A positive association of elevated CRP levels and BMI was observed among the patients. Elevated CRP levels were seen in most of the overweight people and among obese patients, most were clinically raised CRP levels. A similar case was observed in a study by Aronson et al in Israel, who also reported a higher level of CRP concentrations among the patients with metabolic syndrome.
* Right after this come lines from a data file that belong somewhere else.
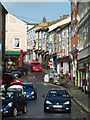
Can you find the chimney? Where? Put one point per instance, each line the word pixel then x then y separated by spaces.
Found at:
pixel 44 19
pixel 60 17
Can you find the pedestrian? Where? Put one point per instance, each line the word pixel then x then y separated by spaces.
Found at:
pixel 85 86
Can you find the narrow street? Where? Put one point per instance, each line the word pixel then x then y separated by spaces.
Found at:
pixel 35 108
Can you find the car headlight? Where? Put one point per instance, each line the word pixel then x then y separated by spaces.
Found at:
pixel 9 104
pixel 67 103
pixel 32 92
pixel 48 102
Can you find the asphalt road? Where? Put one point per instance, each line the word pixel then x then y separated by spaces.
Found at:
pixel 35 108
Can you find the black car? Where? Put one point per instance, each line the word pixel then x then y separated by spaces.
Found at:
pixel 30 91
pixel 12 102
pixel 57 100
pixel 23 70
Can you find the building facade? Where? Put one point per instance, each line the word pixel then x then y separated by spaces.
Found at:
pixel 16 36
pixel 63 49
pixel 74 40
pixel 3 13
pixel 84 43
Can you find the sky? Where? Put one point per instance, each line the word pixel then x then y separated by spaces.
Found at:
pixel 33 12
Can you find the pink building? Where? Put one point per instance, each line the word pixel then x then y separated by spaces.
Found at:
pixel 15 43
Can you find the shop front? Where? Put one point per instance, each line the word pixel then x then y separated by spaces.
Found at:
pixel 83 73
pixel 16 58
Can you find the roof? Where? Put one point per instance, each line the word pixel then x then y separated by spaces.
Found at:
pixel 54 26
pixel 63 26
pixel 35 24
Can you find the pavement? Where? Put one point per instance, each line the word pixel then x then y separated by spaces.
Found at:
pixel 80 97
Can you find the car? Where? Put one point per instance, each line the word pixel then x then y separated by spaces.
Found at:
pixel 36 66
pixel 16 72
pixel 30 91
pixel 24 70
pixel 11 78
pixel 12 103
pixel 57 100
pixel 17 87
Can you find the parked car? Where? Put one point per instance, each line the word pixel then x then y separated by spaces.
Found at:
pixel 30 91
pixel 17 87
pixel 12 102
pixel 11 78
pixel 23 70
pixel 57 100
pixel 36 66
pixel 16 72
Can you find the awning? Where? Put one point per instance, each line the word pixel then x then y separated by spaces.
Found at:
pixel 66 58
pixel 44 53
pixel 40 51
pixel 36 50
pixel 12 52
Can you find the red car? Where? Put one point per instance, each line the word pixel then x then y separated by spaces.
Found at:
pixel 11 78
pixel 36 66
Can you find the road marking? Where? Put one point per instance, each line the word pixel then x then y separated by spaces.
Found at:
pixel 68 92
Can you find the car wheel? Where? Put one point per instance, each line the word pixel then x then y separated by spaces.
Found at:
pixel 15 112
pixel 24 109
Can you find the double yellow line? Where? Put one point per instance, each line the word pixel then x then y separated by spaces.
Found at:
pixel 68 92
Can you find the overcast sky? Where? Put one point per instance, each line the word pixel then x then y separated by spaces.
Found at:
pixel 34 12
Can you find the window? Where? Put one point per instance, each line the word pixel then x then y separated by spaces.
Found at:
pixel 17 42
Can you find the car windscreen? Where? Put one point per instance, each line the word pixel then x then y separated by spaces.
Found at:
pixel 6 95
pixel 36 64
pixel 28 87
pixel 58 93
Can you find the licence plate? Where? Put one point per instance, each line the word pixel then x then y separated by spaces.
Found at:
pixel 57 106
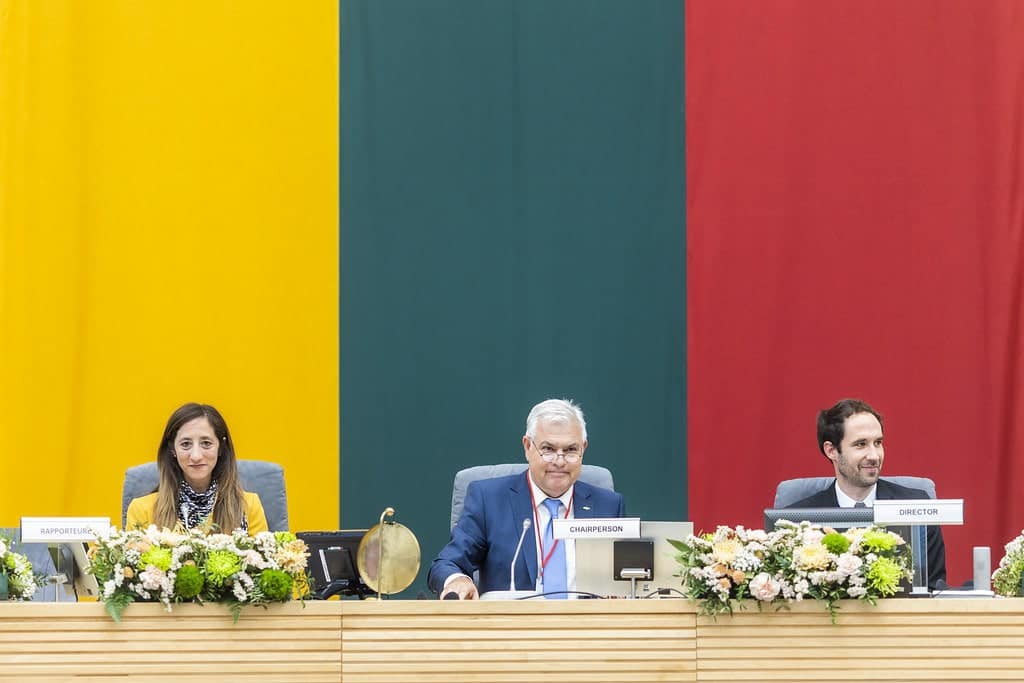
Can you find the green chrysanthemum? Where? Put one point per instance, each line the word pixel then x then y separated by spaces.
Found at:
pixel 188 582
pixel 836 543
pixel 1008 579
pixel 158 557
pixel 878 542
pixel 884 575
pixel 221 565
pixel 276 585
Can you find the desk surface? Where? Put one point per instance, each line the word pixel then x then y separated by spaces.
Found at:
pixel 570 641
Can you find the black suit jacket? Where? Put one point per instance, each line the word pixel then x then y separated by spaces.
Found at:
pixel 888 491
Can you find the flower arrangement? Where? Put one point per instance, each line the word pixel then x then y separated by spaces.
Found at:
pixel 791 563
pixel 176 566
pixel 1007 578
pixel 18 581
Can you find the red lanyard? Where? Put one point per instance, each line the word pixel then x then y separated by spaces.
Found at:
pixel 537 524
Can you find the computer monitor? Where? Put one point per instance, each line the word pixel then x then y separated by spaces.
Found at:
pixel 834 517
pixel 333 562
pixel 595 560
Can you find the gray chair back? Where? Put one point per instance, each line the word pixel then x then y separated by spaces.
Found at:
pixel 263 478
pixel 793 491
pixel 595 475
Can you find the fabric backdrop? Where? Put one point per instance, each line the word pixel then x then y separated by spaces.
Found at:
pixel 855 184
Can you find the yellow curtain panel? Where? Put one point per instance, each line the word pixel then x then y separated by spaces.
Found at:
pixel 168 232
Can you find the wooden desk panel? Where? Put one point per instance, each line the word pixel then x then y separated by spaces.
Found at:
pixel 61 641
pixel 470 642
pixel 576 641
pixel 898 640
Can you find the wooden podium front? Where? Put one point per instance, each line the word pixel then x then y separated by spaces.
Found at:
pixel 573 641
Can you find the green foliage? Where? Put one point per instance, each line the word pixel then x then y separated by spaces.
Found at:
pixel 275 584
pixel 188 582
pixel 836 543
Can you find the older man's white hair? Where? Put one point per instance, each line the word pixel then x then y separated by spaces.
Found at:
pixel 555 411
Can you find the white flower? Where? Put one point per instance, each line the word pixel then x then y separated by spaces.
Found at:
pixel 764 588
pixel 848 564
pixel 153 579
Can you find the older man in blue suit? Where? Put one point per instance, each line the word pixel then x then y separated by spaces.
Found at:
pixel 485 537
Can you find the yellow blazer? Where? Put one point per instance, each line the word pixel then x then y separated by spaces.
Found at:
pixel 140 512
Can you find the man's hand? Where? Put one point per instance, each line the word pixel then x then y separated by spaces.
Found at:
pixel 463 587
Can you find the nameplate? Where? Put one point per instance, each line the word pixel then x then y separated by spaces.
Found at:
pixel 925 512
pixel 600 527
pixel 61 529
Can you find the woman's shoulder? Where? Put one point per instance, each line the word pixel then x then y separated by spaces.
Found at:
pixel 148 501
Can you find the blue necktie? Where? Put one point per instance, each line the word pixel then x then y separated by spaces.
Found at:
pixel 554 571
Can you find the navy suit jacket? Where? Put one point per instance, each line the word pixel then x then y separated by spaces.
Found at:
pixel 486 534
pixel 888 491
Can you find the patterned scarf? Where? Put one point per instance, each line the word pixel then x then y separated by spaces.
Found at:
pixel 196 507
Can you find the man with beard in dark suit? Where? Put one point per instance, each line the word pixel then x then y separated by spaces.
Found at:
pixel 850 436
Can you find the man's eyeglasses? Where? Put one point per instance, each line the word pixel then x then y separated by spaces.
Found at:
pixel 570 454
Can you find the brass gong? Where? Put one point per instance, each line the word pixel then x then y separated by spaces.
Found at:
pixel 388 558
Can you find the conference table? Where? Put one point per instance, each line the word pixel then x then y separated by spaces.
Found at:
pixel 572 641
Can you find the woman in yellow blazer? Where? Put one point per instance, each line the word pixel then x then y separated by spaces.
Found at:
pixel 199 478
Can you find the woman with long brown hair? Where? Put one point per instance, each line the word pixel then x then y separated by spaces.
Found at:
pixel 199 478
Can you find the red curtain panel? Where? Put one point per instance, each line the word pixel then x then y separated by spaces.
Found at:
pixel 855 209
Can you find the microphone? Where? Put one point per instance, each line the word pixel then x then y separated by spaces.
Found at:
pixel 512 594
pixel 515 556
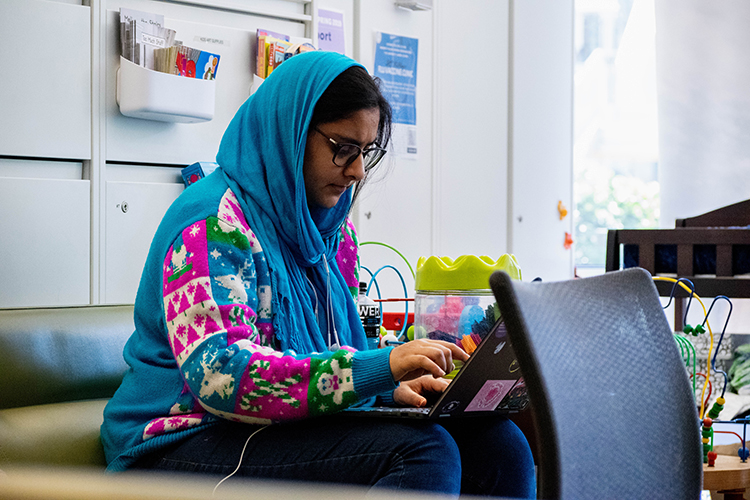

Within crease in the metabolic disorders, they observed increase in the CRP levels.15 Similar results were observed in other studies also. 16, 17, 18, 19 A study by Nishide et al.,on children also reported a higher level of CRP among the obese children in comparison to the non-obese children. 20 A positive association between the Body intraabdominal adipose tissue, fat free mass and body fat and was found by Tchernof et al.,21 An association of elevated CRP was found to the visceral fat accumulation by Lemieux et al.22
Around 34% of the patients were on estrogen therapy. It was observed that such women were at greater risk of developing low grade inflammation.23
More number of persons who had normal BMI in our study had normal levels of raised CRP levels. Similar results were observed by Aronson et al, where they observed that the patients who did not have metabolic syndromes did not have elevated CRP levels corroborating our study.15
The increased CRP levels among the obese patients is attributed to the body fat. TNF – α and IL-6 are released by the adipose tissues and since there is a close association between the cytokines and CRP, as well as CRP and obesity, the levels are elevated.19, 22 It is believed that Interleukin – 6 which is released by the adipose tissue is the regulator of the CRP levels and in insulin resistant and obese individuals, it is the cause for the rise in the CRP levels.24
Low grade inflammation and obesity was also reported to be one of the causes of health related depression. A study by Meyer et al reported that obese patients who had depressive moods also had elevated CRP levels.25 Christian et al also reported that in elderly, the poor self-rated health is associated with an elevated CRP levels and IL-6 levels and thereby affecting the quality of life.23
Conclusions
There is a strong association between the increase in weight among the patients and elevated CRP levels. Higher CRP levels denote an infection or inflammation and is more common among the obese patients. Both these two are not only the risk factors of CVD, but also the cause of depression and reduced quality of life among the individuals. Therefore, an early detection is necessary to prevent CVD and improve quality of life.